Adding validation to the virtual (aka Nonpersistent) MBOs (on execute)
In this sample you are going use the change status dialog from the Asset Application to validate if the memo is filled in when the Asset status is set to BROKEN.
You will write an Object launch point script, MEMOREQD, which will validate that a memo is required for status BROKEN, on clicking OK. The event will be “save/add”. This will map to the “execute” call back for Nonpersistent MBOs. The object name would be ASCHANGESTATUS. The following sample uses Python.
if mboset.getMbo(0).getString("status")=="BROKEN" and mboset.getMbo(0).isNull("pluscmemo"):service.error("memo","reqd")
mboset variable is leveraged to get the current MBO at 0 index. Now you can
try the change status dialog to see if it throws the memo#reqd error when you do not specify the
“memo” for BROKEN.
Adding setup logic for virtual (aka Nonpersistent) MBOs (on setup)
Non-persistent MBOSETS will get a callback from the Maximo framework for loading the MBOs from whatever data source the application programmer planned on using to load the data for this MBOSET. There is a script point to handle this very use case.
The Object “init” launch point event for non-persistent objects would provide two callbacks. The first callback would be for this “setup” event.
The script developer can check for the
onsetup implicit variable (boolean). For setup events, this variable will be set to true. The script can then use the
mboset variable to fill it up with MBOs. The script point executes after the MBOSETS default setup has been called. There is no script point for a “before setup” event.
if onsetup:mbo = mboset.add()mbo.setValue("attr1","value1")mbo.setValue("attr2","value2")

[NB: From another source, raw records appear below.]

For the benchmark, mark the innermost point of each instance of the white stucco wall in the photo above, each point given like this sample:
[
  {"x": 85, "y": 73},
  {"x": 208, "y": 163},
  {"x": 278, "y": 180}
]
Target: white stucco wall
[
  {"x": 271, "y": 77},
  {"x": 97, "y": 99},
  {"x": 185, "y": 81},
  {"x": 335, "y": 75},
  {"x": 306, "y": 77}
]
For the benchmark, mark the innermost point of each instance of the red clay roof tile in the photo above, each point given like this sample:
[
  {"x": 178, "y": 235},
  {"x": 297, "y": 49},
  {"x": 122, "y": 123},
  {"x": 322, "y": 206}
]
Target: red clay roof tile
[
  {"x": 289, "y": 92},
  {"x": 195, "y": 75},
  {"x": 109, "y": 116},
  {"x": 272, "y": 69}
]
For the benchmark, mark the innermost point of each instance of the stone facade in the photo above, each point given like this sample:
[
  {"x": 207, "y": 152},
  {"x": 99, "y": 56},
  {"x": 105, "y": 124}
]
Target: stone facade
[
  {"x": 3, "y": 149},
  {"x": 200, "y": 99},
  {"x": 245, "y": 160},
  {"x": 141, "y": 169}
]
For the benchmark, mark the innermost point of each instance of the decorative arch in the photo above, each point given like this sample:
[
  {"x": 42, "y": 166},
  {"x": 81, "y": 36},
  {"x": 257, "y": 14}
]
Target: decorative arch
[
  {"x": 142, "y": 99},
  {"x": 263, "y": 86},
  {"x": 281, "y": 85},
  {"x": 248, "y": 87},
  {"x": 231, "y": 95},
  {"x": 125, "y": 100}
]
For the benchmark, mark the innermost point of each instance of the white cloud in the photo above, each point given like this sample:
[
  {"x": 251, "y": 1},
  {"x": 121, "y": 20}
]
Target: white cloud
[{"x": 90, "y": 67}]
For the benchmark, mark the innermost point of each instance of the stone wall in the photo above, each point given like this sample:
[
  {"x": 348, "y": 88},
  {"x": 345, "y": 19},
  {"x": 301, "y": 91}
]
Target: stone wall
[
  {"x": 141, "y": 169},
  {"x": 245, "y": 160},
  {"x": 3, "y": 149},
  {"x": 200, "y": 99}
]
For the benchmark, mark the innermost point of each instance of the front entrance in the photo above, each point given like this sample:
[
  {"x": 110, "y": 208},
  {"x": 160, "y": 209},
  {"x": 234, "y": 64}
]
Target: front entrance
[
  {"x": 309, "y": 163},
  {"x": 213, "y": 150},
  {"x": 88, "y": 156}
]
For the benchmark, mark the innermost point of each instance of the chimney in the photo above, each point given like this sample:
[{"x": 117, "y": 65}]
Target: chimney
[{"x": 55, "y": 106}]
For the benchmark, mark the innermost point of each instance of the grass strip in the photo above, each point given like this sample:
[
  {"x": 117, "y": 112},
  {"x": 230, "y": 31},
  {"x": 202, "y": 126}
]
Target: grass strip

The example shows how the “setup” event is leveraged to set up the non-persistent MBO. You can use a loop to setup the set with multiple MBO records too.
setup callback is not turned on by default, for backward compatibility. To turn it on, set the Maximo property
mxe.script.callsetuponinit to 1.
Since the script cache must get refreshed for this property change to take effect, it is recommended to bounce the Maximo server instances for this or refresh the script cache by modifying the script. For example, you can update the description of the script.